SANITATION – IN DEPTH RESEARCH: PUBLIC TOILETS

After a public consultation of informal sector workers highlighted that public toilets were an essential and missing piece of urban infrastructure, Transparent Chennai decided to undertake a detailed study of these toilets in the city.

We first gathered basic data about toilets. According to the city’s responses to our RtI, Chennai only has a total of 715 public toilets, indicating an acute shortage of public toilets relative to need. Moreover, Chennai Corporation does not maintain a central repository of the number and locations of public toilets within the city at all; only the Zonal offices have this information. Our team also found discrepancies in information acquired directly from the zonal offices and when the same data was requested through RtI. Zonal data listed a total of 572 public toilets while that from RtI showed 715. Such discrepancies in raw data indicate a weak foundation on the basis of which plans and policies are formulated.

Our team’s mapping and survey of all toilets in Zone 4, which had a total of 49 toilets to serve a population of 4 lakhs, revealed unexpected ground realities. While one would expect women to be thronging these toilets, the contrary was true during our field visits and interviews with caretakers. Not many women and negligible numbers of children were seen to be using these toilets. What could be the reasons for this surprising finding?

Firstly, a number of the toilets were not well maintained. Problems like blocked sewers, insufficient or no lighting, stench, and structural damages like cracked ceilings, seepage, and absence of doors in individual latrines were common. Secondly, users were being charged for the services they availed despite a reported ban against pay-and-use toilets, and the user fees varied from one toilet facility to another.
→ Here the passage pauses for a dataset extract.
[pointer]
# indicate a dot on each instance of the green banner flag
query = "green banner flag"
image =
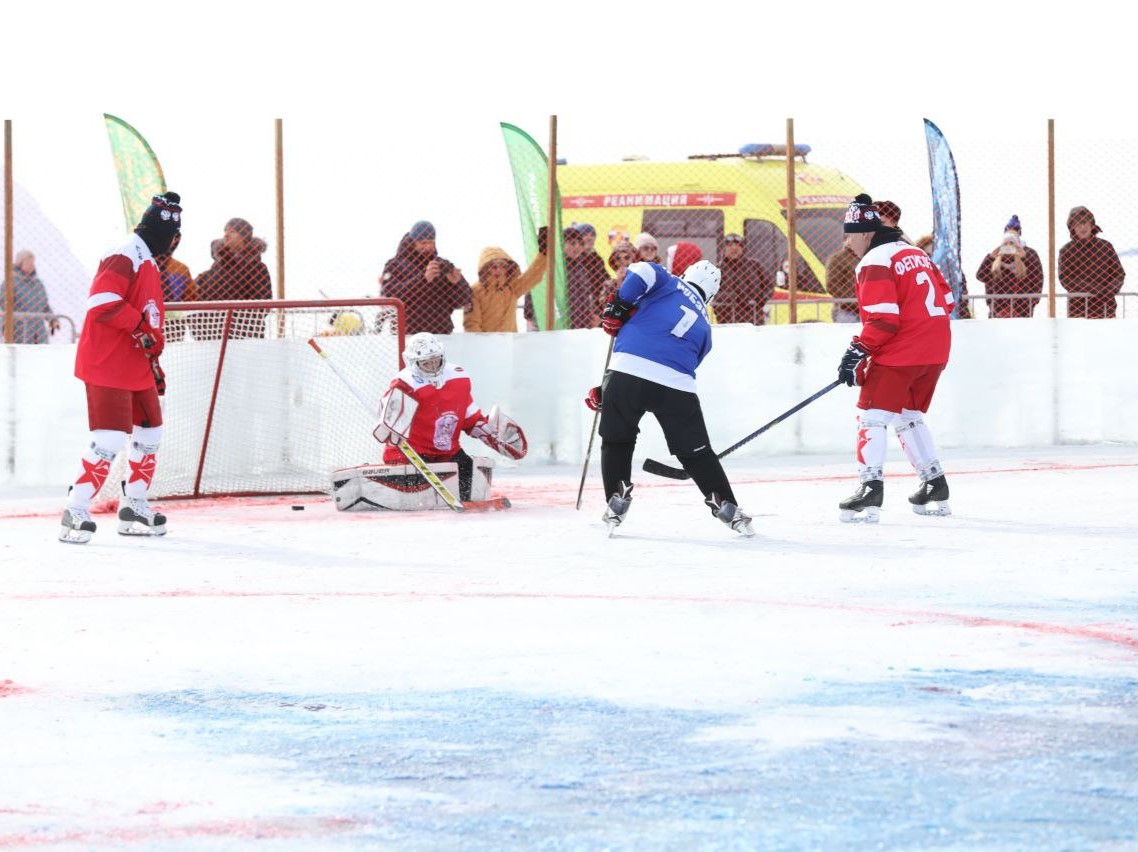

Thirdly, it was clear even from our observations that these toilets were not in areas where they would most be needed. Often, the toilets were in areas with sparse populations or limited foot traffic, away from informal settlements, marketplaces and bus-stops, and were often hidden by walls or trees.

Toilets and Undeveloped Slums

Toilets and Undeveloped Slums

The map above, which we created by juxtaposing data of undeclared slums taken from the TNSCB with our map of toilets in Zone 4, confirmed our suspicions from the field. Undeclared slums are likely to be areas of highest need for sanitation, because they are slums in which no state money has been put towards environmental improvements. Yet, there are multiple toilets in locations where there are no undeclared slums recorded at all (red arrows), suggesting that toilets are not being built strategically to address the greatest needs.

Our interviews with government officials from Metrowater, the Slum Clearance Board, and the Corporation of Chennai’s zonal offices highlighted the absence of accountability for public toilets, as well as for sanitation for the poor as a whole. At the zonal level, sanitary inspectors report to the Zonal Heath Officer and are responsible for public health in designated wards, including monitoring toilets. Unfortunately, these inspectors, who make daily rounds of their wards and are most aware of the local sanitation needs and problems, have no authority over the zonal engineers who actually maintain, construct, and demolish toilets. At the city level, there is no department, agency, or individual exclusively responsible for increasing access to sanitation for the poor, and residents in undeclared slums are largely overlooked.